Professional wrestling tag team

The Can-Am Connection was a tag team composed of Rick Martel and Tom Zenk in the World Wrestling Federation (WWF) through 1986 and 1987.

==History==
In 1986, Canadian wrestler Rick Martel returned to the WWF with his then tag team partner, American Tom Zenk, as the Can-Am Connection. The Can-Am Connection had been formed by Martel in the Montreal International Wrestling Association in August 1986. Tom Zenk was the boyfriend of Martel's sister-in-law, and had been introduced to Martel in the AWA by Curt Hennig. They also worked for All Japan Pro Wrestling in the fall of 1986.

The team made their televised debut in WWF on the November 15, 1986, episode of Superstars against the team of Steve Lombardi and Moondog Spot which they won.

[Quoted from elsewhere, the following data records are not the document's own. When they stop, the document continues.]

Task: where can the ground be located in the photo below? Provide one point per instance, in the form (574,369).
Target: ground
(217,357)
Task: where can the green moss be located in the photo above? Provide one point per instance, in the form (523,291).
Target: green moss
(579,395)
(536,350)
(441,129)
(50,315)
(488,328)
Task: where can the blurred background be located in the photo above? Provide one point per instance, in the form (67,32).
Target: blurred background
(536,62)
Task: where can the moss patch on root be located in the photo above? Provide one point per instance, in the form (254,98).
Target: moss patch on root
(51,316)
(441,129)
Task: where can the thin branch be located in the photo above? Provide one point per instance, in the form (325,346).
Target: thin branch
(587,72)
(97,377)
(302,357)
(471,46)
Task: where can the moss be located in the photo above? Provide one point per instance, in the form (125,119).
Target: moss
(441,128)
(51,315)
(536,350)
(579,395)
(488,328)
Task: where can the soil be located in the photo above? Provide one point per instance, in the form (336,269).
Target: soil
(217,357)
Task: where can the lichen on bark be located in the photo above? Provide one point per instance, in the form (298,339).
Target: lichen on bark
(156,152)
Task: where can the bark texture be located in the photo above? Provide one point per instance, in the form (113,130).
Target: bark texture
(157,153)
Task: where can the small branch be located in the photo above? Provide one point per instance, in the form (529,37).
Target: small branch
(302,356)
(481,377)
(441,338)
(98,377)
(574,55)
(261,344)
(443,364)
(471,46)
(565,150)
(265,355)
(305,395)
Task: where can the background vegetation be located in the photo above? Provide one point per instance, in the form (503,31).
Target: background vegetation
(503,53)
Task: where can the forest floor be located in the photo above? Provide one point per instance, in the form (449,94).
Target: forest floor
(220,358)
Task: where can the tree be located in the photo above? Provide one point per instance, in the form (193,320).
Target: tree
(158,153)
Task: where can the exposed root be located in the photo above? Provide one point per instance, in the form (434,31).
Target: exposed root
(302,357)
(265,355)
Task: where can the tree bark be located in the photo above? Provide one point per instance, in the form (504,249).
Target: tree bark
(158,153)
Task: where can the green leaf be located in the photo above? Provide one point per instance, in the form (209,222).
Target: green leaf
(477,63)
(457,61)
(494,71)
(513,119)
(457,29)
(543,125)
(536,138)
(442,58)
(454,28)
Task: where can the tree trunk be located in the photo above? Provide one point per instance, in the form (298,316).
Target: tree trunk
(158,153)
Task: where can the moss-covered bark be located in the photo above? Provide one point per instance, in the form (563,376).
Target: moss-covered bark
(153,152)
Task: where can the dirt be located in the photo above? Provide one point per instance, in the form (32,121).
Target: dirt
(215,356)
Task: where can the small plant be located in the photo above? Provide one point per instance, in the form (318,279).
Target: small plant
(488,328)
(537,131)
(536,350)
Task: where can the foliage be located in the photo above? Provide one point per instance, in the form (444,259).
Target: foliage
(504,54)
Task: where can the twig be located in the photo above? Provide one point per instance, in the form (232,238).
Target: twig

The Can Am Connection contested a series of matches with former tag-team champions The Dream Team (Brutus Beefcake and Greg Valentine), the team of Kamala and Sika, and the team of Don Muraco and "Ace" Cowboy Bob Orton, whom they would face and defeat in the opening match of WrestleMania III. And they faced and ended Demolition (Ax and Smash)'s undefeated streak on June 6, 1987, at the Boston Garden. The Can-Am Connection's last feud would be against The Islanders (Haku and Tama), a feud that began on WWF Superstars of Wrestling in the summer of 1987. In this match, the Islanders turned heel by revealing their association with manager Bobby "The Brain" Heenan.

Shortly after this match Tom Zenk left the WWF due to a pay dispute with the Can-Am wrestling their last match together on July 9, 1987, against the Islanders. Until Zenk's death of atherosclerosis and cardiomegaly, he and Rick Martel had differing opinions on the matter of why Tom Zenk left the WWF, all but eliminating the chance of a Can-Am Connection reunion. The two never reconciled before Zenk's passing in 2017. WWF ceased acknowledging Zenk by name after his departure, only referring to him as "Rick Martel's former partner" when mentioning the split. WWE still does not acknowledge Zenk to this day, however, archived footage of some of his matches with both WWF, and later WCW as "The Z-Man," does appear on WWE Network.

==The Spinoff==
When Zenk left, Martel initially carried on the feud with the Islanders on his own, but was soon paired up with Tito Santana to tackle the Polynesian duo, spinning the ill-fated Can-Am Connection off to Strike Force who went on to win the WWF World Tag Team Championship.